← Back to all projects

CRYPTOGRAPHY FUNDAMENTALS LEARNING PROJECTS

Understanding Cryptography Deeply

Cryptography is one of those fields where the gap between “using it” and “understanding it” is vast. To truly grasp cryptography, you need to implement the algorithms yourself—seeing why certain mathematical properties matter, where vulnerabilities hide, and how primitives compose into protocols.

Core Concept Analysis

Concept What It Really Is
Symmetric Encryption Scrambling data with a shared secret (AES, ChaCha20)
Asymmetric Encryption Math problems that are easy one way, hard the other (RSA, ECC)
Hash Functions One-way compression that’s collision-resistant
Key Derivation Turning passwords into cryptographic keys
Digital Signatures Proving authorship without revealing secrets
Random Number Generation The foundation everything else depends on
Protocols Composing primitives safely (TLS, Signal)

Project 1: Classic Cipher Toolkit

  • File: CRYPTOGRAPHY_FUNDAMENTALS_LEARNING_PROJECTS.md
  • Programming Language: C
  • Coolness Level: Level 2: Practical but Forgettable
  • Business Potential: 1. The “Resume Gold”
  • Difficulty: Level 1: Beginner
  • Knowledge Area: Cryptography
  • Software or Tool: Classic Ciphers
  • Main Book: “The Code Book” by Simon Singh

What you’ll build: A command-line tool that encrypts/decrypts using Caesar, Vigenère, and substitution ciphers—plus a frequency analysis cracker that breaks them automatically.

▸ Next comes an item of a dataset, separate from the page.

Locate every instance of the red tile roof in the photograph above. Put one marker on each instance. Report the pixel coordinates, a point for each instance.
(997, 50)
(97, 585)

Why it teaches cryptography: Classic ciphers are broken in instructive ways. By implementing them AND breaking them, you’ll understand why modern cryptography needs avalanche effects, large key spaces, and resistance to statistical analysis. You’ll see firsthand why “security through obscurity” fails.

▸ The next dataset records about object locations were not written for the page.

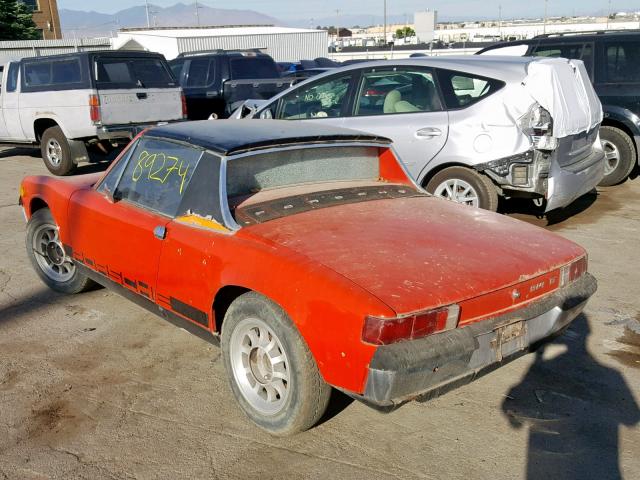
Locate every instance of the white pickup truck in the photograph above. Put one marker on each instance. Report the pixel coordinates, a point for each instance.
(68, 103)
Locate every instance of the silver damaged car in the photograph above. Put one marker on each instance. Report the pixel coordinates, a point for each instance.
(469, 129)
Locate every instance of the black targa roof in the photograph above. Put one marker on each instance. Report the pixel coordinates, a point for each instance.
(229, 137)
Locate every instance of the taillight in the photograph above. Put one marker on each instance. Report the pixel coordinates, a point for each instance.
(94, 108)
(184, 106)
(573, 271)
(383, 331)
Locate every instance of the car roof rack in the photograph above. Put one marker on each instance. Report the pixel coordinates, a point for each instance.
(587, 32)
(219, 51)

Core challenges you’ll face:

  • Implementing the encryption/decryption logic (maps to: understanding cipher mechanics)
  • Building frequency analysis to crack substitution ciphers (maps to: statistical attacks)
  • Handling edge cases like punctuation and case sensitivity (maps to: plaintext structure leakage)
  • Cracking Vigenère using Kasiski examination (maps to: pattern analysis attacks)

Key Concepts:

  • Substitution & Transposition: “Serious Cryptography, 2nd Edition” by Jean-Philippe Aumasson - Chapter 1
  • Frequency Analysis: “The Code Book” by Simon Singh - Chapters 1-2
  • Cryptanalysis Fundamentals: “Applied Cryptography” by Bruce Schneier - Chapter 1

Difficulty: Beginner Time estimate: Weekend Prerequisites: Basic programming, comfortable with strings and arrays

Real world outcome: A working CLI tool that can encrypt messages with classic ciphers AND automatically crack encrypted messages, outputting the probable plaintext and detected cipher type. You’ll see your frequency analyzer successfully recover secret messages.

Learning milestones:

  1. After implementing Caesar cipher → understand key space and brute force
  2. After building frequency analysis → understand why English structure leaks information
  3. After cracking Vigenère → understand how pattern repetition destroys security

Project 2: SHA-256 From Scratch

  • File: CRYPTOGRAPHY_FUNDAMENTALS_LEARNING_PROJECTS.md
  • Programming Language: C
  • Coolness Level: Level 3: Genuinely Clever
  • Business Potential: 1. The “Resume Gold”
  • Difficulty: Level 2: Intermediate
  • Knowledge Area: Cryptography
  • Software or Tool: Hash Functions
  • Main Book: “Serious Cryptography” by Jean-Philippe Aumasson

What you’ll build: A complete implementation of the SHA-256 hash algorithm that produces identical output to OpenSSL/standard libraries.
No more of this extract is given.